What insight do you gain from calculating the positions of stars on the night sky, you could have asked my grandmother. She was the youngest of seven siblings, her father died in the first world war. Her only brother and husband were drafted for the second world war and feeding the family was left to the sisters. To avoid manufacturing weapons for a regime she detested, she took on a position in an observatory, calculating the positions of stars. This appointment came to a sudden stop when her husband was badly injured and she was called to his side at the war front to watch him die, or so she assumed. Against all expectations, my grandfather recovered from his skull fractures. He didn’t have to return to the front and my grandma didn’t return to her job. It was only when the war was over that she learned her calculations were to help the soldiers target bombs, knowledge that would haunt her still 60 years later.

What insight do we gain from this? Precision is the hallmark of science, and for much of our society science is an end for other means. But can mere calculation ever lead to true progress? Surely not with the computer codes we use today, which execute operations but do not look for simplified underlying principles, which is necessary to advance understanding. It is this lacking search for new theories that leaves physicists cynical about the value of computation. And yet some time in the future we might have computer programs doing exactly this, looking for underlying mathematical laws better suited than existing ones to match observation. Will physicists one day be replaced by software? Can natural law be extracted by computers from data? If you handed all the LHC output to an artificial intelligence, could it spit out the standard model?

In an influential 2008 essay “The End of Theory,” Chris Anderson argued that indeed computers will one day make human contributions to theoretical explanations unnecessary:
“The reason physics has drifted into theoretical speculation about n-dimensional grand unified models over the past few decades (the "beautiful story" phase of a discipline starved of data) is that we don't know how to run the experiments that would falsify the hypotheses — the energies are too high, the accelerators too expensive, and so on[...]

The new availability of huge amounts of data, along with the statistical tools to crunch these numbers, offers a whole new way of understanding the world. Correlation supersedes causation, and science can advance even without coherent models, unified theories, or really any mechanistic explanation at all.”
His future vision was widely criticized by physicists, me included, but I’ve had a change of mind. Much of the criticism Anderson took was due to vanity. We like to believe the world will fall into pieces without our genius and don’t want to be replaced by software. But I don’t think there’s anything special about the human brain that an artificial intelligence couldn’t do, in principle. And I don’t care very much who or what delivers insights, as long as they come by. In the end it comes down to trust.

If a computer came up with just the right string theory vacuum to explain the standard model and offered you the explanation that the world is made of strings to within an exactly quantified precision, what difference would it make whether the headline was made by a machine rather than a human? Wouldn’t you gain the exact same insight? Yes, we would still need humans to initiate the search, someone to write a code that will deliver to our purposes. And chances are we would celebrate the human, rather than the machine. But the rest is overcoming prejudice against “number crunching,” which has to be addressed by setting up reliable procedures that ensure a computer’s results are sound science. I’ll be happy if your AI delivers a theory of quantum gravity; bring it on.
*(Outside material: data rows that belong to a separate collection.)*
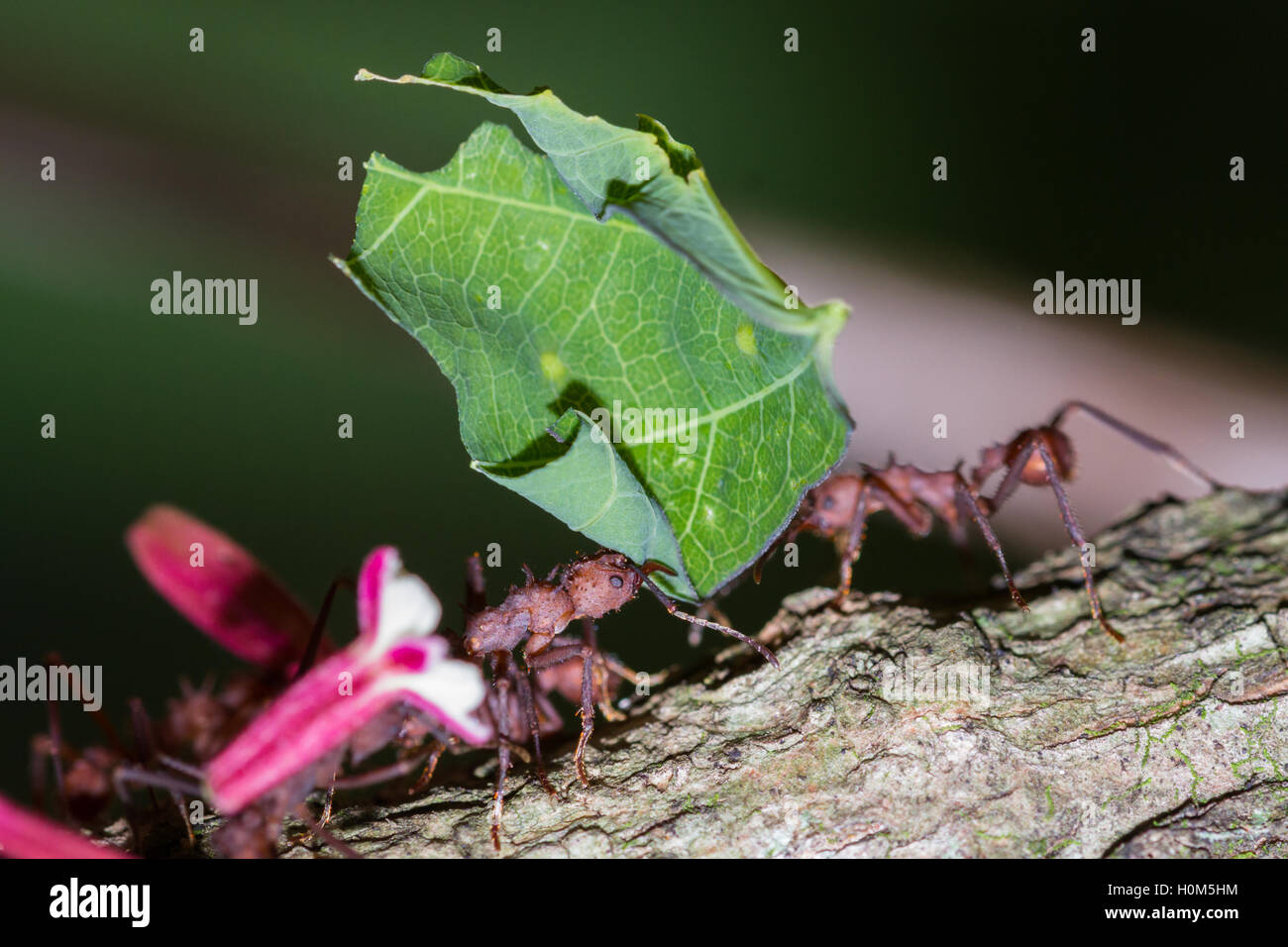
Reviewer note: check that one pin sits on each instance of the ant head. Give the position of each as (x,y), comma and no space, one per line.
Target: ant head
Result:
(831,504)
(1057,445)
(603,582)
My grandmother outlived her husband who died after multiple strokes. Well in her 90s she still had a habit of checking all the numbers on her receipts, bills, and account statements. Despite my conviction that artificial intelligences could replace physicists, I don’t think it’s likely to happen. The human brain is remarkable not so much for its sheer computing power, but for its efficiency, resilience, and durability. You show me any man-made machine that will still run after 90 years in permanent use.

22 comments:

  1. " I too recall life without Google, when “viral” meant getting a thermometer stuffed between your lips"

    Or elsewhere.

    ReplyDelete
  2. At which observatory did she work?

    ReplyDelete
  3. Myers is a self-described “media ecologist” which makes you think he’d have heard of search engine optimization. Unfortunately, when queried “gap generation” it takes Google 0.31 seconds to helpfully bring up 268,000,000 hits for “generation gap.”

    An even worse example (but not from media ecologists) is a band (actually a duo) called BOY. They pointed out in an interview that "Boy" is not googlable. Refining the search to "boy band" doesn't help much either. (Actually, the band BOY consists of two girls.)
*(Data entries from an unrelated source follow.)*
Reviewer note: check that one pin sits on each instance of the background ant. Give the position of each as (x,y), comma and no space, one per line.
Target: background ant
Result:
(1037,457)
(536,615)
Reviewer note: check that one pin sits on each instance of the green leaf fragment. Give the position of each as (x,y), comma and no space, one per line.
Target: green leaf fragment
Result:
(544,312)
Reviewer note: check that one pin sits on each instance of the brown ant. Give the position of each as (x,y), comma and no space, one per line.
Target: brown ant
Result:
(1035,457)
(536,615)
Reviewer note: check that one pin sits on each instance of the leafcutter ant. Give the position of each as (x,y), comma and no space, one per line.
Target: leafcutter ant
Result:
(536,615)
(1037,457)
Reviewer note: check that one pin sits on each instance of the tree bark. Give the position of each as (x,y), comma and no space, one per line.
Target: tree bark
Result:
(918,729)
    Ah yes, search-engine optimization. I remember spam emails claiming "we have helped to place thousands of sites in the top 10".

    ReplyDelete
  4. I believe it was Göttingen, at least that's where she lived later, but she moved a lot during the war times and I might confuse the story. (Will have to ask my mom.)

    ReplyDelete
  5. Yep, my mom confirms it was Göttingen.

    ReplyDelete
  6. "If a computer came up with just the right string theory vacuum to explain the standard model and offered you the explanation that the world is made of strings to within an exactly quantified precision, what difference would it make whether the headline was made by a machine rather than a human? Wouldn’t you gain the exact same insight?"

    It's the journey that is rewarding and not the actual destination. Imagine Ulysses travelling non stop from Troy to Ithaka :-)

    "As you set out for Ithaka
    hope the voyage is a long one,
    full of adventure, full of discovery.
    .
    .
    .
    .
    .

    And if you find her poor, Ithaka won’t have fooled you.
    Wise as you will have become, so full of experience,
    you will have understood by then what these Ithakas mean. "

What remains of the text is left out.